Dominion is the lead partner of the ACP, which, if approved by federal regulators, would transport natural gas from West Virginia to North Carolina, spanning Virginia.
The 42-inch pipeline would travel through Buckingham, Cumberland and Prince Edward counties, if approved.
“The (ACP) pipeline needs to be done in a way that protects our assets, our historical assets, but we have 250, 300, already underground today in the commonwealth of Virginia,” McAuliffe said.
He said that the pipeline is different from the already existing pipelines, because the ACP will be state-of-the-art and environmentally protective.
“It will bring natural gas into Virginia. We will now have some of the lowest energy costs in the United States of America,” McAuliffe said.
McAuliffe argued that, the only way the U.S. can bring jobs back to Southside communities is with manufacturing and advanced manufacturing.
“It’s the only kind of business you’re going to be able to bring,” he said. “The only way you’re going to be able to do that is with cheap energy,” said McAuliffe. “We can now use this gas to create jobs and spur economic activity.”
McAuliffe said he wants to see an increase in renewable energy in the state.
“I’m a huge advocate for renewables. I put them in my legislature every year. (The) Republican legislature never appropriates funds,” McAuliffe said. “I want onshore wind, I want solar panels. I think it’s the energy of the future.”
“Google, Microsoft and Amazon will only come to a state where you give them part of their energy use as renewable,” said McAuliffe. He said he would like to see those companies come to Virginia and bring jobs.
McAuliffe emphasized that he wanted to create more jobs in the state. He encouraged the girls to “think big,” not to be afraid to fail and “to take chances.”

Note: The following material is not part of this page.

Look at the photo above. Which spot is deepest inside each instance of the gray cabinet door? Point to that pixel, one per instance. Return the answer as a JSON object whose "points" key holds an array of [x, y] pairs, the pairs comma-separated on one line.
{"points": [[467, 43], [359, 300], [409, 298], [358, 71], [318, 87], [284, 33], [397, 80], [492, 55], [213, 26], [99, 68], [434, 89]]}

McAuliffe said that there are 30,000 jobs in the cyber sector in Virginia. Starting pay for those jobs is about $88,000, he said.
McAuliffe said that he would like to see high school curricula redesigned so that students are going into the workforce to learn, rather than staying in classrooms.
The governor encouraged the students to enter a career where they can change someone’s life.
The governor attends Virginia Girls and Boys State each year. The programs are sponsored by the American Legion and take place each summer for high school students who have just finished their junior year.
Girls State has been held at Longwood University for 42 years.